Orrin Hatch--Ted Kennedy's favorite Republican probably gained the most of anyone from this event, for the simple reason that he got to introduce himself, on his own terms, to a national audience that doesn't know much about him. --- Hatch's speech was just what GOP primary voters wanted to hear, as he professed to the audience his conservative beliefs (which The Shinbone accepts as, tragically, genuine) on every issue from abortion to taxes, without explaining how willing he has been to bargain those beliefs away. --- Senator Hatch prides himself on being a "consensus-builder," able to influence liberals to move to the center. But how far to the left must one move in order to arrive at the center between oneself and a Massachusetts Democrat?

Alan Keyes--As always, he delivered the best speech of the event, despite a couple uncharacteristic missteps. ("I will not be bought and sold on the auction block of our freedom." Eh? Oh, well...even Bob Vila mashes his thumb on occasion.) --- All eight candidates who spoke in Iowa promised to cut taxes, but Keyes went several steps farther than that, arguing that the income tax is fundamentally unjust, and must be abolished. --- No matter what his poll numbers, he is in this race to the end, as he was in 1996. Hopefully, this will rekindle the debate, which Republicans were supposed to have held by now, between a national sales tax, which Keyes favors, and a flat income tax. --- If the former ambassador to the U.N. does not win the nomination, and his chances are remote, his strong showings in events like this are making him an appealing choice to become our next Secretary of State.

John McCain--Complaining that the straw poll is the sham that it is, Senator McCain refused to attend. He would have been better off taking the Quayle approach, taking the opportunity to show up and give a speech, without spending any money on votes. --- McCain must realize that he has forfeited the Iowa Caucus by offending that state's peculiar but jealously guarded political traditions. What did he have so much better to do than to show up, shake a few hands, pose with a pig, and then eat it? That doesn't seem like too much to ask.

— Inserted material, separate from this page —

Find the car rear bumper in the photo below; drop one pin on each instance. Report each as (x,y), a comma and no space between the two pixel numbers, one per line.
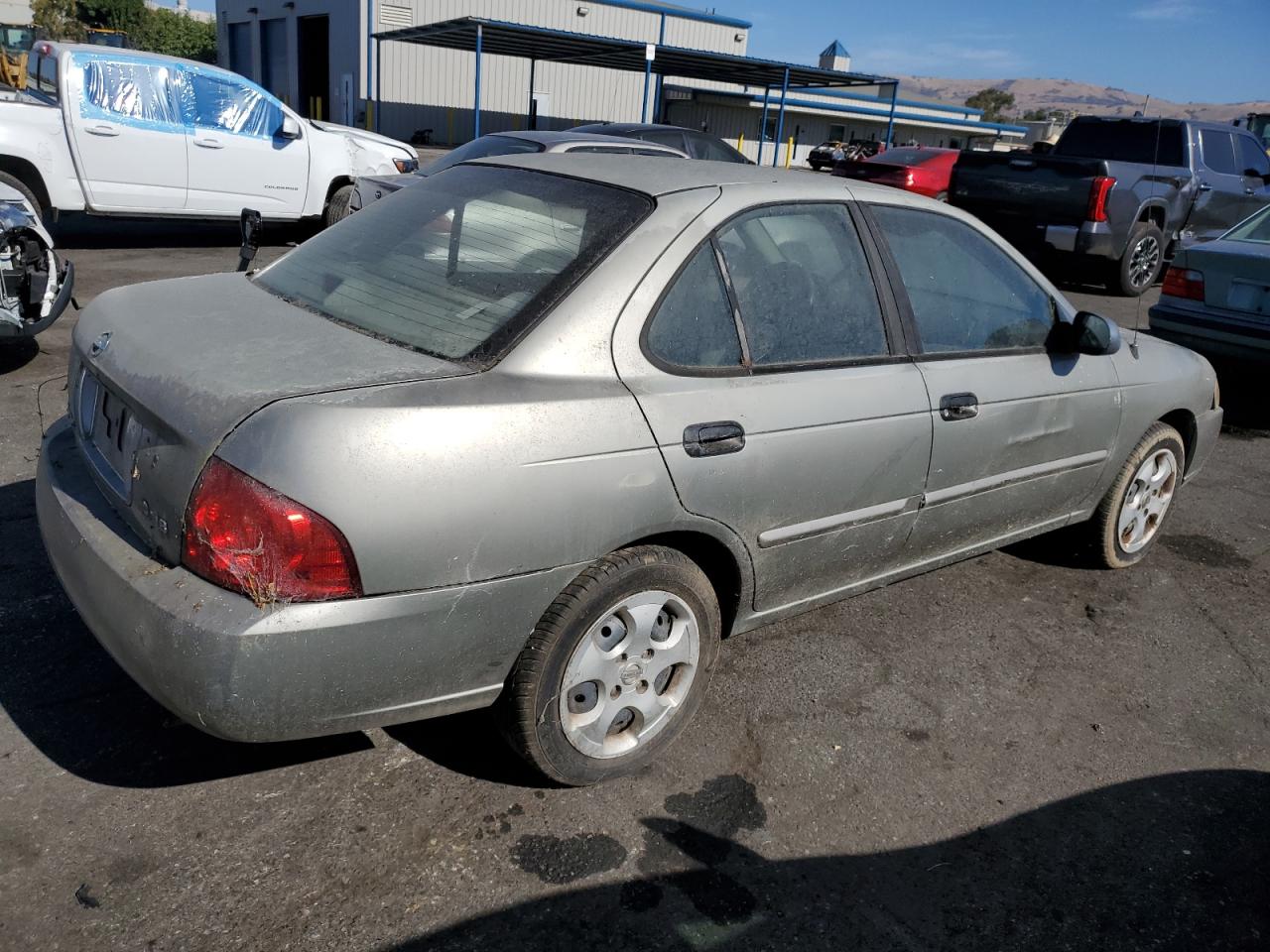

Dan Quayle--The former Vice President, who finished eighth in the poll, is being billed as the big loser, and he may be, if his strategy backfires. --- Approaching the event with the reverse of the Dole philosophy, he sacrificed the straw poll in order to conserve resources for the caucus. The trouble is, his poor showing may cause his supporters to abandon him before the real vote ever happens. If he survives, though, with most of his finances earmarked for Iowa still in reserve, the caucus could be the breakthrough his campaign needs. --- One proviso, however...he cannot win the nomination with tepid speeches like the one he gave in Ames. If he tries to be too careful with his words, he will lose supporters to the more fervent appeals from Keyes, Buchanan and Bauer.


Summary--As usual at an event that presents all the candidates in the same forum, the straw poll benefited those who needed exposure (Bauer, Hatch and Keyes) and did nothing to help the frontrunner, Bush, who will drift back closer to the pack with every straw poll, debate, or other event that treats him as just another candidate. Although he has failed to excite anyone the way he did in '96, Forbes comes out a winner, because he is now perceived as Bush's nearest challenger, although polling has consistently shown him battling Quayle and McCain for third. Both Dole and Quayle have taken gambles. Their results are ambiguous until the results are in from next year's caucus. Buchanan performed tremendously, although he has been so consistently maligned over the years that he is unlikely to gain any traction. McCain may have hoped he would be conspicuous by his absence, but nobody seems to have missed him.